Piątkowa sesja na GPW rozpoczęła się od zdecydowanych spadków. To nikogo nie zaskoczyło. Handel nie mógł bowiem rozpocząć się inaczej po "czarnym czwartku", jak niektórzy komentatorzy ochrzcili silne spadki na światowych giełdach dzień wcześniej (S&P500 -2,33 proc.; CAC -2,78 proc.; DAX -2,38 proc.).
Początkowa wyprzedaż akcji na warszawskim parkiecie w piątek nie zakończyła się jednak paniką. Odbicie na europejskich giełdach, które również zaczynały na minusach, pozwoliło do końca dnia zminimalizować straty. Pomogła w tym publikacja wstępnych danych nt. wzrostu PKB USA w II kwartale.
Wyniósł on 3,4 proc., wobec 0,6 proc. (po korekcie) w I kwartale i 2,1 proc. (po korekcie) w IV kwartale 2006 roku. Wczorajsze dane były lepsze od prognoz, które zakładały odczyt na poziomie 3,2 proc.
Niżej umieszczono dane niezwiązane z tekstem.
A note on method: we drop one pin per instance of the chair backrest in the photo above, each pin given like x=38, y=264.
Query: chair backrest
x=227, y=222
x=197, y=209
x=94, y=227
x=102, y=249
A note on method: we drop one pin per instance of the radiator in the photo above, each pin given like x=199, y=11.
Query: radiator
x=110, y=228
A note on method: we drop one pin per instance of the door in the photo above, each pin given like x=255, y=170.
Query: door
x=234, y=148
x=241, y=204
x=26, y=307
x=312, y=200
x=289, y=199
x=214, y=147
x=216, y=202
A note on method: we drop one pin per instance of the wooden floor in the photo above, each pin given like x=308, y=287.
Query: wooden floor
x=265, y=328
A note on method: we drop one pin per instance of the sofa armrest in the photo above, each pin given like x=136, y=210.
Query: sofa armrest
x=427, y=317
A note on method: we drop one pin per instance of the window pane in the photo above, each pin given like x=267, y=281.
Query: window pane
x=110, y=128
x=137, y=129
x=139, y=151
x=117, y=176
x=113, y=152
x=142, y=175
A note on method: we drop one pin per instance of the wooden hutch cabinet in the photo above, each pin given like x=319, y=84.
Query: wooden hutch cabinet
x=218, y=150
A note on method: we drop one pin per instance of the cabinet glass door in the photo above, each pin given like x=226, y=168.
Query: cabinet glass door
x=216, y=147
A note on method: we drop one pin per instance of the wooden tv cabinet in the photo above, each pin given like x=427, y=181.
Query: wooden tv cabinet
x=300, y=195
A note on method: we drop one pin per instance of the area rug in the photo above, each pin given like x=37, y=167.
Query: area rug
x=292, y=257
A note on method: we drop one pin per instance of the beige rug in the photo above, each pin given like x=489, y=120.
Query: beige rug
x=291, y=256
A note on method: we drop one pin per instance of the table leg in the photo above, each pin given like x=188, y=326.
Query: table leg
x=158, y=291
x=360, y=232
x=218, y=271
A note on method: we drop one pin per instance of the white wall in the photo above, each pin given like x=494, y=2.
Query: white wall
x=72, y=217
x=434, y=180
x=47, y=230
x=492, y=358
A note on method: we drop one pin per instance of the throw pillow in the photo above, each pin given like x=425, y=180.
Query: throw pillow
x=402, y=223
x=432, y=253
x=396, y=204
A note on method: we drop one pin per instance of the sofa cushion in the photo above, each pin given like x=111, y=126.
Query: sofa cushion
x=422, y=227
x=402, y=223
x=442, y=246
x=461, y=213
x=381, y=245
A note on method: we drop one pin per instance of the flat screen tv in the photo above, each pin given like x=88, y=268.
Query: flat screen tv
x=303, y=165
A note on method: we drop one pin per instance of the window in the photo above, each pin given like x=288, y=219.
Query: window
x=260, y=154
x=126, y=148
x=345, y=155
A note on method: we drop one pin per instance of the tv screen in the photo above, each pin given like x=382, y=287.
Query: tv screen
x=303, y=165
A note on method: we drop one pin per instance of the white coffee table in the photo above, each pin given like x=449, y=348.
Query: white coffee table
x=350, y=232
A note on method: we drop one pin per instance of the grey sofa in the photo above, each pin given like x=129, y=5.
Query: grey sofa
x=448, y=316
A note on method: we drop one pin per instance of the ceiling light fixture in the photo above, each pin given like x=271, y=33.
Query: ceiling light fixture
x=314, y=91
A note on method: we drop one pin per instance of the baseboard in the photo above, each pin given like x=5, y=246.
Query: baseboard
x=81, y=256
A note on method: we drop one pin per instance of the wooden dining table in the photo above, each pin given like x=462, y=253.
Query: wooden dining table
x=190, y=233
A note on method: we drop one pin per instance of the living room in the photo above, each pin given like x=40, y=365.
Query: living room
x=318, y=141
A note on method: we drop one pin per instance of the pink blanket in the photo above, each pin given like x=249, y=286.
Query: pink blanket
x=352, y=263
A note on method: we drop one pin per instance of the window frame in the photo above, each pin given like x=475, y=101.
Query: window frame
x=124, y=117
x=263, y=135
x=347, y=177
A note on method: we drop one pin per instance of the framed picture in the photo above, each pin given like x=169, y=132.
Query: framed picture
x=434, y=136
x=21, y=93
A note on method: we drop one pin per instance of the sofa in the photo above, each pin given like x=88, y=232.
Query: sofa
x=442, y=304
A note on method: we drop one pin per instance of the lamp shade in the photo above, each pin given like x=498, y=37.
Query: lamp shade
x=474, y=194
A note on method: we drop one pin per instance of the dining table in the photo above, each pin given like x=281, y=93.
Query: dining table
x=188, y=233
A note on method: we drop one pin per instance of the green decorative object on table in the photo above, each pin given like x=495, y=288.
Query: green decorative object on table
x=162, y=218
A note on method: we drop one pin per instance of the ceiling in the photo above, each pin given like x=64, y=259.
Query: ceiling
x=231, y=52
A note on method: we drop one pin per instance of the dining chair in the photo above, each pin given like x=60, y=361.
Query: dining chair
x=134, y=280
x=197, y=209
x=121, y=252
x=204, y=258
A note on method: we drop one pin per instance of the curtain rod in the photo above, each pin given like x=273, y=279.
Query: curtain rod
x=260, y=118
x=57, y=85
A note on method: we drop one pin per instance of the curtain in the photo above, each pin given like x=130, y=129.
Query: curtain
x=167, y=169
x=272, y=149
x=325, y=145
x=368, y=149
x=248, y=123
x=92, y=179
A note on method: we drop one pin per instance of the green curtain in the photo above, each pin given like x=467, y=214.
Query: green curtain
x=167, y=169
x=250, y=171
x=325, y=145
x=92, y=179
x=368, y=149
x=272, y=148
Ostatecznie WIG20, który w czasie sesji spadał już o ponad 2 proc., zakończył notowania na poziomie 3697,31 pkt, tracąc 0,75 proc. Negatywne impulsy napływające z zagranicy wciąż jednak muszą niepokoić posiadaczy akcji.
Obawy globalnych graczy, przede wszystkim o dalszy rozwój sytuacji na Wall Street, przyjmują obecnie coraz realniejszy wymiar. Kryzys na amerykańskim rynku kredytów hipotecznych o podwyższonym ryzyku i coraz gorsza sytuacja na całym rynku nieruchomości niesie bowiem groźbę dużego kryzysu finansowego w USA.